Paul 't Hart is the programme leader for the Successful Public Governance initiative. He was awarded an ERC Advanced Grant in 2016 to set and direct the program. He is professor of public administration at Utrecht University's Department of Public Administration and Organization Sciences, an associate dean of the Netherlands School of Public Administration, and a core faculty member of the Australia New Zealand School of Government. He is an elected member of the Royal Netherlands Academy of Arts and Sciences, chairs the Netherlands Society for Public Administration (2012-2017), was co-editor (2011-2015) of Political Psychology and an editorial board member of a range of other academic journals, and is currently a member of a Dutch government committee evaluating the 20102 Police Law which instigated the biggest public sector reform in the history of the country.
Paul's interest in evaluating public policy and government performance is long-standing. In the 1990's and early 2000s he co-wrote and co-edited several books about policy fiascos and - later on governance success and failure, and he contributed extensively to closely associated bodies of knowledge about groupthink, crisis management and bureaucratic politics. During the last 15 years, his main research focus was on public leadership, including the question how leaders and leadership styles can be assessed, and how they drive or impair the achievement of successful public governance.

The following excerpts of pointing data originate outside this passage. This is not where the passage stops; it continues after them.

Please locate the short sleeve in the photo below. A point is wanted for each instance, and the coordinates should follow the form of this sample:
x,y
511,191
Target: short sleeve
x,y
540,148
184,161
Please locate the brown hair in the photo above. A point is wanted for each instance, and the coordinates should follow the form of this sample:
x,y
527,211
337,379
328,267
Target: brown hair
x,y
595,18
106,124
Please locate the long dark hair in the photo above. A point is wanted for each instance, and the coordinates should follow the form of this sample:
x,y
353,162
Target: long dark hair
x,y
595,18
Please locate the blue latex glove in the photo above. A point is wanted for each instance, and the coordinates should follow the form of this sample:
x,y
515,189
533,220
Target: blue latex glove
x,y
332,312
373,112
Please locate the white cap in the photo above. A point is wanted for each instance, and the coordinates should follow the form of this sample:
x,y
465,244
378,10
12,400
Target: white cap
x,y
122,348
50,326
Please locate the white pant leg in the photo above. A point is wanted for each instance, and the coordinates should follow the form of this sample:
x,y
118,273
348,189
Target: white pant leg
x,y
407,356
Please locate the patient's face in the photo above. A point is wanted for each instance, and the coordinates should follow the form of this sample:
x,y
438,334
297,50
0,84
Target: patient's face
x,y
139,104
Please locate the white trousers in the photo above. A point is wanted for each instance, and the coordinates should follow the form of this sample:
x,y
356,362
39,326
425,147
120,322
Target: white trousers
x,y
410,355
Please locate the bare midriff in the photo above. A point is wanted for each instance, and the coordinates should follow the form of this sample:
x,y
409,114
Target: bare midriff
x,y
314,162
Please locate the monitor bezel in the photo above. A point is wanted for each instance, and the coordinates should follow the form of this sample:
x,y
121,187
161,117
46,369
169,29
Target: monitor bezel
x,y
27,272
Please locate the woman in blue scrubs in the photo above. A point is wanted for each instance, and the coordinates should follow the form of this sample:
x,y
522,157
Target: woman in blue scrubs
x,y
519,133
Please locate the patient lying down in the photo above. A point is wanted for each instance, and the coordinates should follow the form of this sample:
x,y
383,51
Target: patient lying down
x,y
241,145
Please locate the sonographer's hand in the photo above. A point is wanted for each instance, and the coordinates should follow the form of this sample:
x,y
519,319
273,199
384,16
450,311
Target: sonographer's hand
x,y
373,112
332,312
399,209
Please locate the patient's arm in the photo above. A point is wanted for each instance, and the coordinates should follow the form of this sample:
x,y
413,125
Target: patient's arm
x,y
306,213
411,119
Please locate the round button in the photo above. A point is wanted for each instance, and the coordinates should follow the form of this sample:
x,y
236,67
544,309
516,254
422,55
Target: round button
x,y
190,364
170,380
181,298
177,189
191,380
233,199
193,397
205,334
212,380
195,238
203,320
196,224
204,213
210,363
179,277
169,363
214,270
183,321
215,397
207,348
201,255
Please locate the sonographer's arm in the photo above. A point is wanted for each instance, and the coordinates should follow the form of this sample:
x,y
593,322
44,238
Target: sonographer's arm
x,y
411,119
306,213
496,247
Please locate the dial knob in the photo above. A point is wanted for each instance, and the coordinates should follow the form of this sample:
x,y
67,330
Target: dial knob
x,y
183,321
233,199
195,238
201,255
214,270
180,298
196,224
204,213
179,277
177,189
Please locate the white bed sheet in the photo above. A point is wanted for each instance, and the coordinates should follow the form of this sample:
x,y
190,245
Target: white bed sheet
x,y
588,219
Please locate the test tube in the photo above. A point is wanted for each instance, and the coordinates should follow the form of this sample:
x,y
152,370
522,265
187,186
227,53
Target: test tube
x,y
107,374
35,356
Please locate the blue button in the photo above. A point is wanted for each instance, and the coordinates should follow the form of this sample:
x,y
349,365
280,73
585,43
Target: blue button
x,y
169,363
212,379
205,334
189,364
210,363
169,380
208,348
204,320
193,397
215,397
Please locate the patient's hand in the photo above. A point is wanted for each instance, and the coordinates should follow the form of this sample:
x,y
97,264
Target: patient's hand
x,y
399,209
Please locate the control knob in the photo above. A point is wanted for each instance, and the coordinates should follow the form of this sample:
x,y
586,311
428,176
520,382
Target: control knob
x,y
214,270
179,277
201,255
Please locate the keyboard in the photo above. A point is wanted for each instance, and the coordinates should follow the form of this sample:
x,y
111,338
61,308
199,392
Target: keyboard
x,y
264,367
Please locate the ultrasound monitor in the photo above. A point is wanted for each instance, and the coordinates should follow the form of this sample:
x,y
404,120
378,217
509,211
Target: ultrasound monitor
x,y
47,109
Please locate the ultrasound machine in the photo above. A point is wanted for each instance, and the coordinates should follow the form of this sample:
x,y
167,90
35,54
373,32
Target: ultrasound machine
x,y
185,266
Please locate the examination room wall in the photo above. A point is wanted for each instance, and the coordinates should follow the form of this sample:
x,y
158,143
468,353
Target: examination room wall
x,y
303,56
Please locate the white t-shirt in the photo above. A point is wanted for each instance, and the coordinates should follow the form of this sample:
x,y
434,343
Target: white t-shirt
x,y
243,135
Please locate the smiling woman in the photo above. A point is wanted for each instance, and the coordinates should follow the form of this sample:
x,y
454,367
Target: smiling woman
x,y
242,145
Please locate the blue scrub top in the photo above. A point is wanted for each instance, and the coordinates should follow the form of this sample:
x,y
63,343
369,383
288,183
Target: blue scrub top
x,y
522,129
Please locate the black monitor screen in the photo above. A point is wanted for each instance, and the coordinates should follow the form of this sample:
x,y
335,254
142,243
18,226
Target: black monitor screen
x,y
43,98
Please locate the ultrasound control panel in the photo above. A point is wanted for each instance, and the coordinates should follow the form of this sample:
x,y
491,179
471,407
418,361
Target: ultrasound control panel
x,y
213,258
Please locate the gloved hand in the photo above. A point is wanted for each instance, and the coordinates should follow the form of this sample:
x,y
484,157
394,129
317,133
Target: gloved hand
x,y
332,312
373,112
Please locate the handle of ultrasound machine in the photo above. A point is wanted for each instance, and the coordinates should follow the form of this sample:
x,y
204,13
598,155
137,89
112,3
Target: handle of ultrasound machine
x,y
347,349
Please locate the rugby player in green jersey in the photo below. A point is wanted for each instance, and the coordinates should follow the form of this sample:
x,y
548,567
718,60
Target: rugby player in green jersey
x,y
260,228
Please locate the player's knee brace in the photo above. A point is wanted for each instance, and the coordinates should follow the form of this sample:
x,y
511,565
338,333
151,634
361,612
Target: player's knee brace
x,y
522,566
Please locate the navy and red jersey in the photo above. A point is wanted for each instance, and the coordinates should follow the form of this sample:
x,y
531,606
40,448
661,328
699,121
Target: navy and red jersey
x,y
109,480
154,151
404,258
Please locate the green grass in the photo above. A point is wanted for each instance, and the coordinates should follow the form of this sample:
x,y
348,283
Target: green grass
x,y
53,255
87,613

His recent publications include: The Routledge Companion to Leadership, Routledge 2017, co-edited with John Storey, Jean Hartley, Jean-Louis Denis, and David Ulrich; The Politics of Crisis Management: Public Leadership Under Pressure, Cambridge University Press 2017, co-authored with Arjen Boin, Eric Stern and Bengt Sundelius; The Leadership Capital Index: A New Perspective on Political Leadership, Oxford University Press 2017, co-edited with Mark Bennister and Benjamin Worthy; and Pivot of Power: Australian Prime Ministers and Political Leadership, 1949-2016, Melbourne University Press 2017, co-authored with Paul Strangio and James Walter.
With the SPG project, which runs from late 2016 until late 2021, Paul returns to his roots, but now with a firm commitment to looking squarely at success in public governance: how we assess it, why we rarely talk about it and investigate it systematically, and what we learn about the art and craft of governing if we actually do so.